Autovivification in Perl 5

On the Perl 5 Porters mailing list, Graham Barr points at an interesting bit of history.

The question discussed is autovivification of non-existent hash elements when used in an lvalue context. Usually, they are autovivified: (this is with 5.10.0)


$ perl -E '1 for $x{a}; say for keys %x'
a
$ perl -E 'map $_, $x{a}; say for keys %x'
a

But not when used as subroutine arguments:

$ perl -E 'sub f{} f($x{a}); say for keys %x; say "END"'
END

Graham says that sub args were special cased out during 5.005 development, for unclear reasons.

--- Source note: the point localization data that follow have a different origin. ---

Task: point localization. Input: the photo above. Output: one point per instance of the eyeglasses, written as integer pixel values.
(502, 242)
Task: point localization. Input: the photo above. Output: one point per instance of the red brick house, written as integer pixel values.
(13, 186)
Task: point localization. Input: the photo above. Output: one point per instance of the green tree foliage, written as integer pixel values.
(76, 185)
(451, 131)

A small bit of inconsistency is that hash slices are autovivified in sub calls:

$ perl -E 'sub f{} f(@x{a}); say for keys %x'
a

We have no good overview of the current state of autovivification behaviour in Perl 5. It's known that it can change with strictures. The current perltodo notes: Make all autovivification consistent w.r.t LVALUE/RVALUE and strict/no strict. (It's a known bug that strictures can affect autovivification; I wonder whether taintedness can affect this too.)

A good first step towards consistency would be to produce a matrix of autovivification for a bunch of data types (array elements, hash elements, hash slices, tied or not) and a bunch of operators that take lvalues (map, grep, foreach, sub call, chained -> dereferences, etc.) with and without strictures/taint. Then, that could be turned into a regression test, and finally we could tweak the behaviour in 5.12 to make it more consistent.

Want to help?

1 comment:

Anonymous said...

I don't find the sub call thing an ambiguity; it's a situation where the intent is very much more likely to be that it be an rvalue, not an lvalue.

for(), on the other hand, is often enough used with lvalue intent that it is best consistently so.

Note that in either case, you can quote or 0+ to produce an explicit rvalue. I remember controversy over whether scalar() should have similar effect.